À quoi pourrait ressembler un agriculteur ouvert à toutes les promesses de la technique ? En particulier à toutes les connaissances nouvelles dont il pourrait bénéficier grâce à l’univers du numérique, aux big data, à la mutualisation de la connaissance sur les réseaux. Il pourrait s’appeler Hervé Pillaud. Le Club des Vigilants l’a reçu le 3 mars à Paris à l’occasion du Salon de l’Agriculture.
Auteur de deux livres, « Agronumericus, Internet est dans le pré » et « Agroéconomicus, Manifeste d’agriculture collabor’active » (Editions la France agricole), il est venu au numérique par l’action syndicale (il est vice-président de la FDSEA de Vendée), la communication (un site, puis une webTV), et une curiosité manifestement assez large. Mais Hervé Pillaud est aussi avant tout un éleveur, les pieds sur terre, à la tête d’une exploitation laitière de 80 hectares avec sa femme.
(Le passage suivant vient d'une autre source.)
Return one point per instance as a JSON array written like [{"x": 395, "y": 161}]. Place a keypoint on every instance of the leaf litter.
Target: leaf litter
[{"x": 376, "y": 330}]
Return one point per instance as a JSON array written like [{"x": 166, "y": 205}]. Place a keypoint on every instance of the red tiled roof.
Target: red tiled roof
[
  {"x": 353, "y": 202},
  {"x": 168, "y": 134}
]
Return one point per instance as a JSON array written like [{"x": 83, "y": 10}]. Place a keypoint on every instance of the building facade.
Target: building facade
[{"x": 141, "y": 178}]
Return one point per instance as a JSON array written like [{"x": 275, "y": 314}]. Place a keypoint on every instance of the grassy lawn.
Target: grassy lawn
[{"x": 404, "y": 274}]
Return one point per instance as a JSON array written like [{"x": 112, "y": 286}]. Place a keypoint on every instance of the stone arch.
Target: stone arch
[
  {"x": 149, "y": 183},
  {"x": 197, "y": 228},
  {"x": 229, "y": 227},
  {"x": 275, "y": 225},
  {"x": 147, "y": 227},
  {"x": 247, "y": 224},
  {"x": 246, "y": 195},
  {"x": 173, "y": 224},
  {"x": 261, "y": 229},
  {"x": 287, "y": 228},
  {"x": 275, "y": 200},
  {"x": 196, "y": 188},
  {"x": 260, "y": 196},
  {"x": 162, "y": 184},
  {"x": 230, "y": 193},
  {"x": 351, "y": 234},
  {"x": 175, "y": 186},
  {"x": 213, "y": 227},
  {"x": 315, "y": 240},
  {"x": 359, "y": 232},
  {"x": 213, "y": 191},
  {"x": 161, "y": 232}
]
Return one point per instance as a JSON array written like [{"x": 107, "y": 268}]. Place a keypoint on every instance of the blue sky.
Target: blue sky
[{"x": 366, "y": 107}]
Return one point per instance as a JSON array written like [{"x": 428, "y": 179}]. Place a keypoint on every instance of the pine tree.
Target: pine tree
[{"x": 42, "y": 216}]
Les robots, chez lui on n’a rien contre, surtout s’ils peuvent effectuer des tâches ingrates, comme traire les vaches. Quand il pense réseau, il choisit l’image du vol d’étourneaux qui, sans suivre un chef, reste toujours groupé dans ses évolutions les plus acrobatiques sans jamais d’accident. Et quand il rêve robot, il imagine déjà celui qui désherberait brin par brin en séparant les nuisibles des autres herbes. Une sorte de poule intelligente…
D’emblée il se positionne dans les grandes querelles qui divise l’agriculture. Il est productiviste. Parce que la population mondiale augmente. Parce que l’Asie et l’Afrique auront besoin de se nourrir. Parce que la pénurie guette. Parce que les énergies fossiles auront besoin, pense-t-il, du relais des énergies d’origine agricole.
Pour autant il ne pense pas que la productivité agricole doive rester éternellement liée à l’épandage massif d’engrais sur des terres appauvries par la monoculture.
Il ne sait pas exactement de quoi l’avenir sera fait. Mais il est certain que c’est de la connaissance qu’émergera l’agriculture moderne. Connaissance des sols, de la météo, des associations de plantes (permaculture), des maladies et de la manière de les prévenir, des assolements, etc. Cette connaissance viendra autant du partage de l’expérience et des millions de données accumulées (les big data) que des produits innovants. L’internet des objets permettra de surveiller le respect des procédures.
Le défi pour les agriculteurs est d’organiser eux-mêmes la mutualisation de ces expériences plutôt que de se faire revendre la connaissance au prix fort par quelques grandes entreprises géantes du type Monsanto… ou Google… Les technologies de type blockchain (celle qui a été rendue célèbre par le bitcoin) peuvent les y aider dans la mesure où elles permettent de faire circuler de l’information en toute sécurité sans « tiers de confiance », sans « notaire » ou « banquier ». Ces mêmes technologies doivent aider à faire évoluer les circuits de distribution et d’information des consommateurs, même à l’exportation. Elles permettent une traçabilité parfaite. « Le consommateur chinois veut aussi savoir ce qu’il mange », et c’est même une des raisons pour lesquelles il s’intéresse aux produits français (par exemple les laits infantiles).
Plus généralement c’est donc un programme de reprise en main de leur destin par les exploitations familiales que cet optimiste a en tête. Mais pas question que la productivité en pâtisse. Pour lui la ferme des 1000 veaux installée en Creuse ne pose pas les mêmes problèmes que la ferme des 1000 vaches parce qu’elle est « l’œuvre commune de 40 exploitants ».